Zagueiro que se orgulhava de “jamais apelar ao chutão”, Domingos da Guia começou no futebol no Bangu, onde o irmão Ladislau, o primeiro da dinastia dos “Guia”, reinava. Talentoso, aos 20 anos se mudou para o Vasco, clube que divide com o de Moça Bonita o status de pioneiro na integração entre brancos e negros no país. E, logo depois, se mudou para o uruguaio Nacional.
Ao chegar a Montevidéu, Domingos provocou uma revolução. Tudo porque dividia a posição com ninguém menos que o capitão da Celeste campeã em 1930, José Nasazzi; e, intocável, fez com que o clube atuasse com uma formação incomum: dois beques pelo lado direito.
— Dois homens sensacionais para uma mesma posição, e nenhum deles poderia ficar fora da equipe — recorda o uruguaio Marcelino Pérez, companheiro de Domingos no Nacional.
O brasileiro só atuou no Nacional em 1933. O suficiente para que ganhasse o apelido de “El Divino Mestre” da imprensa — alcunha que marcaria a família da Guia para sempre. Depois, voltou ao Vasco e, em 1935, passou um breve período no Boca Juniors, antes de fechar com o Flamengo. Pela seleção, jogou a Copa de 1938 — um drama na carreira do ídolo, autor do pênalti sobre o atacante Silvio Piola, nas semifinais. O Brasil acabou eliminado pelos italianos, ainda regidos pela ditadura fascista de Mussolini.
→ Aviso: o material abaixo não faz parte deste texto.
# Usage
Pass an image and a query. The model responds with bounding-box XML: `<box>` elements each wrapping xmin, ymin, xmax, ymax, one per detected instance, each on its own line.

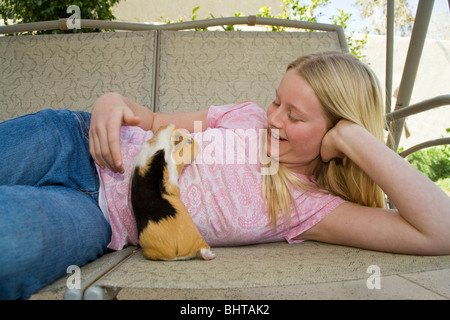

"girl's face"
<box><xmin>267</xmin><ymin>70</ymin><xmax>330</xmax><ymax>175</ymax></box>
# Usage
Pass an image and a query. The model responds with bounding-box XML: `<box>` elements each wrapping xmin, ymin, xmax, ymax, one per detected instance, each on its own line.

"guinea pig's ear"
<box><xmin>171</xmin><ymin>129</ymin><xmax>184</xmax><ymax>149</ymax></box>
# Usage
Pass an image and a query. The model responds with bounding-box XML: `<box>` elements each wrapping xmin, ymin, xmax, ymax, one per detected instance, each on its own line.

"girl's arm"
<box><xmin>300</xmin><ymin>120</ymin><xmax>450</xmax><ymax>254</ymax></box>
<box><xmin>89</xmin><ymin>93</ymin><xmax>208</xmax><ymax>173</ymax></box>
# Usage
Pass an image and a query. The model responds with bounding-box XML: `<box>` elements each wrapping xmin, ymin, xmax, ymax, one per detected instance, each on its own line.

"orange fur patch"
<box><xmin>139</xmin><ymin>183</ymin><xmax>210</xmax><ymax>260</ymax></box>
Aposentou-se em 1949, no Bangu, após jogar no Corinthians. E manteve um legado inesquecível com o filho, Ademir da Guia, maior ídolo da história do Palmeiras.
— Não vi meu pai como jogador, mas fui criado ouvindo as pessoas falarem dele. Ele não precisava falar do passado. Os outros que diziam: foi o maior zagueiro da história do Brasil — conta Ademir, o Divino alviverde.
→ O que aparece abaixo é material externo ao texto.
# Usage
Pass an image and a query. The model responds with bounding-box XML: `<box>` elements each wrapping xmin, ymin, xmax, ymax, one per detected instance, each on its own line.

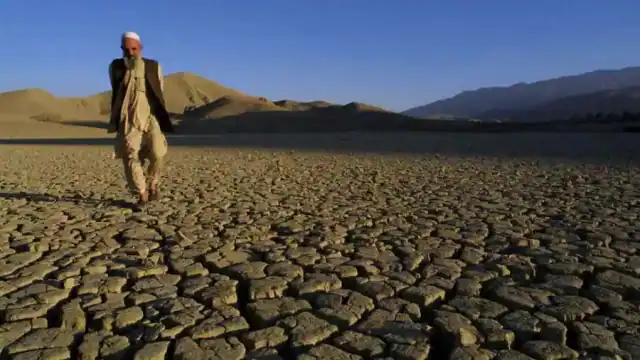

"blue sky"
<box><xmin>0</xmin><ymin>0</ymin><xmax>640</xmax><ymax>110</ymax></box>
O AUDITOR FISCAL E MORADOR DO MÉIER
Depois de se aposentar do futebol, Domingos Antônio da Guia virou servidor público, em 1959. Por 23 anos, atuou como auditor fiscal do estado do Rio de Janeiro, até se aposentar, aos 70 anos, em 1982. Começou em Bangu, onde nasceu, e passou por vários cargos da secretaria de Fazenda do Rio — e do então estado da Guanabara. Trabalhou, inclusive, na famosa promoção “Seu Talão Vale um Milhão”, sorteio milionário da época.
Morador do Méier, a partir de 1974 se mudou para uma repartição do bairro, e em 1975, na fusão do estado da Guanabara com o estado do Rio de Janeiro, virou companheiro de outro ídolo do futebol: Zizinho, embora ambos raramente dividissem o mesmo escritório, na Zona Norte.
— Não havia como andar com o Domingos pelo Méier. Lembro que, uma vez estava fazendo cobranças, e parávamos de cinco em cinco minutos. “Mestre!”, “Mestre!”, as pessoas gritavam — lembra o auditor fiscal Mauro Oberg. — Um sujeito alto, educado, fino. Não havia como não respeitar o Domingos da Guia.
Nascido e criado em Bangu, o Divino Mestre viveu no Méier — na Rua Dias da Cruz — até o falecimento, em 18 de maio de 2000, vítima de um acidente vascular cerebral (AVC), aos 87 anos de idade. Além de Ademir da Guia, Domingos teve outros três filhos.